Dies gelingt beispielsweise als verzehrbare Gläserdekoration für Sekt oder Cocktails, als Zutat von Dessert oder neumodernen Obstsalaten. Zugleich verfeinern sie Kuchen, Müsli oder Joghurt und sind eine Hauptkomponente bei Gelee sowie pikanten Chutneys. Dort sorgen sie ebenfalls für eine schöne Farbgebung. Gerne gebrauchen Köche die Kapstachelbeeren ebenfalls als Bestandteil kalter Platten, während andere Konsumenten sie als Obst verzehren.

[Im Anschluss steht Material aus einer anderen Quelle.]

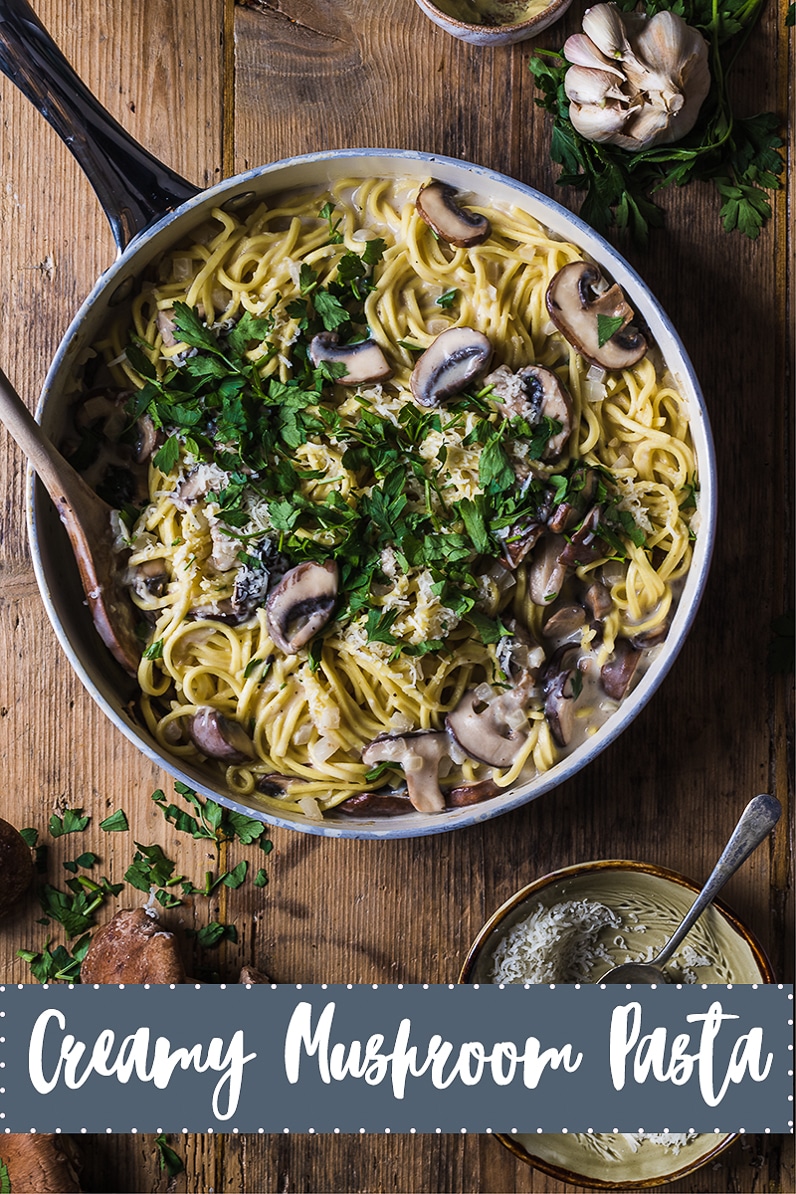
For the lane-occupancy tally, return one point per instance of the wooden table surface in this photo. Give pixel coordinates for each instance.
(214, 88)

Die Blätter der Beeren haben hingegen einen gesundheitlichen Nutzen, denn sie werden im Süden Afrikas als Pflaster für jegliche Wunden verwendet, was auf die Vielseitigkeit der Früchte hinweist. Im Prinzip ist ihre Anwendung in der Lebensmittelbranche allerdings weiter verbreitet.

Dadurch schenkt die Physalis Speisen einen exotischen und doch bodenständigen Akzent.